The Federal Reserve on Wednesday raised its benchmark interest rate to the highest level in 15 years, indicating that the fight against inflation is not over yet despite some promising signs lately.
Keeping with expectations, the rate-setting Federal Open Market Committee voted to boost the overnight borrowing rate half a percentage point, taking it to a targeted range between 4.25% and 4.5%. The increase broke a string of four straight three-quarter point hikes, the most aggressive policy moves since the early 1980s.
Along with the increase came an indication that officials expect to keep rates higher through next year, with no reductions until 2024. The expected «terminal rate,» or point where officials expect to end the rate hikes, was put at 5.1%, according to the FOMC's «dot plot» of individual members' expectations.
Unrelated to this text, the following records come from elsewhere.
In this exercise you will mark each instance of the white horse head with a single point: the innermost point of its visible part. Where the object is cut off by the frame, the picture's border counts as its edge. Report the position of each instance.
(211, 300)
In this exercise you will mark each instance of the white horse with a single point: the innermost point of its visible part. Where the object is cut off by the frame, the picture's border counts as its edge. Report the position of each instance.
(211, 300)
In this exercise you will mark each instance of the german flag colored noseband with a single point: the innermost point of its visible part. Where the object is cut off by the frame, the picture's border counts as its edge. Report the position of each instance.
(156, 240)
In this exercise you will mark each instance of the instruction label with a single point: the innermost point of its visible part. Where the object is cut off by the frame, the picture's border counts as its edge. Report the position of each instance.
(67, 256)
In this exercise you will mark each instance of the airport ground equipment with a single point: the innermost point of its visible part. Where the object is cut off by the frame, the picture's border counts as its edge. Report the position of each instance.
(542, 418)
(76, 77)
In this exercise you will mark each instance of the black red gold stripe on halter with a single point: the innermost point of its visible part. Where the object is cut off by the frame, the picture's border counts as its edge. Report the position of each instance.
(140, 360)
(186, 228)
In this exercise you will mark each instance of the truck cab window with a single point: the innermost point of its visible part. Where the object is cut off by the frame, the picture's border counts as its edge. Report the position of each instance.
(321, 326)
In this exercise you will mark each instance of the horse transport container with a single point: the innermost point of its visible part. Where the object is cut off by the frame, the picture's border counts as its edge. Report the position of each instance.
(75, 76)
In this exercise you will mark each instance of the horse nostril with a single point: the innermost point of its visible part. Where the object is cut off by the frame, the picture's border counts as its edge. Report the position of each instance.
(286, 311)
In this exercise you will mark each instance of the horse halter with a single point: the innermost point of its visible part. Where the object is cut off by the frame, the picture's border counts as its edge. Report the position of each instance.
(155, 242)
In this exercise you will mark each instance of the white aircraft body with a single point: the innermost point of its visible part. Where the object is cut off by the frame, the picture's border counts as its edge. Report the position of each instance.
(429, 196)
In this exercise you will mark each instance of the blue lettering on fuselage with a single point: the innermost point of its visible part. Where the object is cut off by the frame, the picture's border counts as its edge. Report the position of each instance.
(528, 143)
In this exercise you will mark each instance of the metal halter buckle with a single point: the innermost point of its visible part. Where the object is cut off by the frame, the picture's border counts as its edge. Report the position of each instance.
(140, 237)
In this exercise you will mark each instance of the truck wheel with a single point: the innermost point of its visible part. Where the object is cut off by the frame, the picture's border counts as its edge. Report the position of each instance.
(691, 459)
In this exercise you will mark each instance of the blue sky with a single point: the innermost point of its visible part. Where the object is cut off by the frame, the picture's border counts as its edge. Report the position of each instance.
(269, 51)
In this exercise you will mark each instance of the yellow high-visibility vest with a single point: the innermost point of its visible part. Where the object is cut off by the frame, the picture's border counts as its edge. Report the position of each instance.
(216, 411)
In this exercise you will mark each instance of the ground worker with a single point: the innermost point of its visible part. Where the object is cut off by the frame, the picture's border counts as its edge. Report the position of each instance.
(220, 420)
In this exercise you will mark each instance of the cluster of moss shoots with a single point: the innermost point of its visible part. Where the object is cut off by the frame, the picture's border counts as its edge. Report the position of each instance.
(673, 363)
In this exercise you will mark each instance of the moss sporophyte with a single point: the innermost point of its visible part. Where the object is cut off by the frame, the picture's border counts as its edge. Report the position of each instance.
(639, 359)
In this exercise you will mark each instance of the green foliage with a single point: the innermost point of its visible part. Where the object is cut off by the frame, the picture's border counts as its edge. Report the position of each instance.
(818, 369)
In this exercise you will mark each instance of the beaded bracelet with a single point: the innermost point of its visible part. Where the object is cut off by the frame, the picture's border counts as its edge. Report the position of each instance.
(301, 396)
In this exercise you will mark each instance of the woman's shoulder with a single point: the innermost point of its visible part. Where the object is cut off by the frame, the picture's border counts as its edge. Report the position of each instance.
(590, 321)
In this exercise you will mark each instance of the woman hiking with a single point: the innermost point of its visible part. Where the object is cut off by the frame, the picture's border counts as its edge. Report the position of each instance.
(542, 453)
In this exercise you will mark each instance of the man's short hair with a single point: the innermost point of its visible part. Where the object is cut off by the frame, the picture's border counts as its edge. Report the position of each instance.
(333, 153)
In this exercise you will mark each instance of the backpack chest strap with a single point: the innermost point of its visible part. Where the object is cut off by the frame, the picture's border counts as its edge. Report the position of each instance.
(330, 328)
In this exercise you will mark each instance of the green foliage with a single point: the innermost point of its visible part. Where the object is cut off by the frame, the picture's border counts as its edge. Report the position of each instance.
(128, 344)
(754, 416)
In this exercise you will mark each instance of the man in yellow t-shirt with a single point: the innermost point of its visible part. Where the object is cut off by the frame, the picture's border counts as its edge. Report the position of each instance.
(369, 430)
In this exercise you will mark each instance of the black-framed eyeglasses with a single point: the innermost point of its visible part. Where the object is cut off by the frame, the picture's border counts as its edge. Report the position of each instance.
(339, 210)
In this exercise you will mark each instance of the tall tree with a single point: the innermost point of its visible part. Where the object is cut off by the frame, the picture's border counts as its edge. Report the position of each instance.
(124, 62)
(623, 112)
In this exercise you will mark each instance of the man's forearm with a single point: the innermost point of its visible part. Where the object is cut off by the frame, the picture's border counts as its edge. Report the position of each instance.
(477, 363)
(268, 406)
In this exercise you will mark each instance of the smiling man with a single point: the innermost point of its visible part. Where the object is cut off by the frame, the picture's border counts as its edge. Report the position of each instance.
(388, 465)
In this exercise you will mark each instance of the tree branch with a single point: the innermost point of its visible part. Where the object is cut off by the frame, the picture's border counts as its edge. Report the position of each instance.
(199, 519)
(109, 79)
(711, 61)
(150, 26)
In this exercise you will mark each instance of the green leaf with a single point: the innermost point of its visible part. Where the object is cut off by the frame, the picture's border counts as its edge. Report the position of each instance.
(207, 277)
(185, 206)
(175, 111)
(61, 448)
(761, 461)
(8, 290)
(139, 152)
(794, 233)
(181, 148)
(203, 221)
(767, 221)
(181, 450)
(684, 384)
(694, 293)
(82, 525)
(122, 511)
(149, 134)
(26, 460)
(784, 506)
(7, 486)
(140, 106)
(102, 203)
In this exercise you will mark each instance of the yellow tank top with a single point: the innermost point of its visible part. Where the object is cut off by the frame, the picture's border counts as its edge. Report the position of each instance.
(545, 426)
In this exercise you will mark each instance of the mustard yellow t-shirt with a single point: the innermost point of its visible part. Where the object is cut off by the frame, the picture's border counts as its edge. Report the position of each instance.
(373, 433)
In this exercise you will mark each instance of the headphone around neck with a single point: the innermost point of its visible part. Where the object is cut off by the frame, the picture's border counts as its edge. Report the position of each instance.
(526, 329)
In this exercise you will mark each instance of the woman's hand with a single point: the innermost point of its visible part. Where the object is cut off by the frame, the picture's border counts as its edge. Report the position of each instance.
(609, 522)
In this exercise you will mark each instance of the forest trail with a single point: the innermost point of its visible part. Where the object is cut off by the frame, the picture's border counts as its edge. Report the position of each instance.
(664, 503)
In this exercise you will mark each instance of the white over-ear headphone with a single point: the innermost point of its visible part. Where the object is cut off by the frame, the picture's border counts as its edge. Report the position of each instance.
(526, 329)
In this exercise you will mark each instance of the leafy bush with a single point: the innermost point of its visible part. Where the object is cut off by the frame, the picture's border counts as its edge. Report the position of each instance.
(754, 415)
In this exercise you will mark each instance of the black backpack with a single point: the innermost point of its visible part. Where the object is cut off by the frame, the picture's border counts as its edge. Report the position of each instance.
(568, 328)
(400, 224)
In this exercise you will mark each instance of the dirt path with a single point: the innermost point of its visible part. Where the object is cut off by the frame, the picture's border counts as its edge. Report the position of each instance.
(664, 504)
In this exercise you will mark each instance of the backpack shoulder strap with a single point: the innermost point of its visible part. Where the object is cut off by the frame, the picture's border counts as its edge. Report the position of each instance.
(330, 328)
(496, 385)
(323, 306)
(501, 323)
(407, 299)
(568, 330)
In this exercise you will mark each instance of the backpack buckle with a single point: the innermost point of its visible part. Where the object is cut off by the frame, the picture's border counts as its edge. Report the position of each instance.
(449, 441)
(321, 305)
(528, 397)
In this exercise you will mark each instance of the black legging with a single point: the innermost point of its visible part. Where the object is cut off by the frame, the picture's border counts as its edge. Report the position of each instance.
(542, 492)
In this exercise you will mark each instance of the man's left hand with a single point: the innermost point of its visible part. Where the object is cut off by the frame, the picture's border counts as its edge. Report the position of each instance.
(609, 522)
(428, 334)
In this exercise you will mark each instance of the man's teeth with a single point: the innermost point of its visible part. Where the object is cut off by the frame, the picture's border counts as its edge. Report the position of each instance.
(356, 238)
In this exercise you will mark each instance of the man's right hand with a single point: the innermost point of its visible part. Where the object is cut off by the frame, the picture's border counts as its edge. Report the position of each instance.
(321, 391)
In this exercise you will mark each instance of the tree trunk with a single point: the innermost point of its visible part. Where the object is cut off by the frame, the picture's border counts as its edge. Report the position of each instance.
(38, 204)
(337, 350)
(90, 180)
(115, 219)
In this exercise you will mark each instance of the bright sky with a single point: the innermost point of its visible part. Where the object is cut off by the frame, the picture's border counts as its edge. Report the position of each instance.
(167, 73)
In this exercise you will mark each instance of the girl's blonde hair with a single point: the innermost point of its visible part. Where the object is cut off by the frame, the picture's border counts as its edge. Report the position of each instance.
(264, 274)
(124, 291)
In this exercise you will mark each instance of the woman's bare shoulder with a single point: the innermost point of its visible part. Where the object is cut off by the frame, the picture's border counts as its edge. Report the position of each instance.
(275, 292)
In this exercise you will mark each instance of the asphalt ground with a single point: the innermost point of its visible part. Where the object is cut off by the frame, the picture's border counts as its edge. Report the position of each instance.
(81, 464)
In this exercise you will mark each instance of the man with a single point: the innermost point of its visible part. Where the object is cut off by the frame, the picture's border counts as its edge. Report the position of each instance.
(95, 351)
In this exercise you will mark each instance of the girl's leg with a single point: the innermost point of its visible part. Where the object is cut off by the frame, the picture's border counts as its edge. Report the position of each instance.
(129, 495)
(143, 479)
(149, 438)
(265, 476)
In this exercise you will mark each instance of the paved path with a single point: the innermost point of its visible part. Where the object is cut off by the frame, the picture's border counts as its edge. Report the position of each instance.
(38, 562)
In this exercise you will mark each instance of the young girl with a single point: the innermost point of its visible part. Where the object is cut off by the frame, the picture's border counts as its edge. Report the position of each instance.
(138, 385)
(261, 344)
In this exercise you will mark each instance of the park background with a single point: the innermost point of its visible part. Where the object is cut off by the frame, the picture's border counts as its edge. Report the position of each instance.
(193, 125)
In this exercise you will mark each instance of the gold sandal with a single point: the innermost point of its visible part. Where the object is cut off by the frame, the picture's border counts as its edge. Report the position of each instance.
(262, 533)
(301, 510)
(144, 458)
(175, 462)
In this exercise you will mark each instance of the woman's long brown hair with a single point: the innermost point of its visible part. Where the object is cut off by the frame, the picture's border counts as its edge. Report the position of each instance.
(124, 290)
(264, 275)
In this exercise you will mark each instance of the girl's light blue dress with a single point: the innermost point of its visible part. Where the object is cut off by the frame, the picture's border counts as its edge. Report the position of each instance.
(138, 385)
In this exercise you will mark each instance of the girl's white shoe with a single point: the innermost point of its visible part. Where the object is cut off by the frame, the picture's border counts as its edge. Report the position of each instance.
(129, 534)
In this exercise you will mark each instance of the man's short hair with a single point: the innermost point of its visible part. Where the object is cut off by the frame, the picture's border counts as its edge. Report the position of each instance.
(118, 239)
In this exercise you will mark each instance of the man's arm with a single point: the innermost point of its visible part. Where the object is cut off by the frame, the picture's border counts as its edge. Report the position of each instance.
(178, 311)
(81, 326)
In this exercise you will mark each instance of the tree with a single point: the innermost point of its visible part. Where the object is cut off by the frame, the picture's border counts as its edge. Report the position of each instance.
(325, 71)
The new level marks the highest the fed funds rate has been since December 2007, just ahead of the global financial crisis and as the Fed was loosening policy aggressively to combat what would turn into the worst economic downturn since the Great Depression.
This time around, the Fed is raising rates into what is expected to be a moribund economy in 2023.
Members penciled in increases for the funds rate until it hits a median level of 5.1% next year, equivalent to a target range of 5%-5.25. At that point, officials are likely to pause to allow the impact of the monetary policy tightening make its way through the economy.
The consensus then pointed to a full percentage point worth of rate cuts in 2024, taking the funds rate to 4.1% by the end of that year. That is followed by another percentage point of cuts in 2025 to a rate of 3.1%, before the benchmark settles into a longer-run neutral level of 2.5%.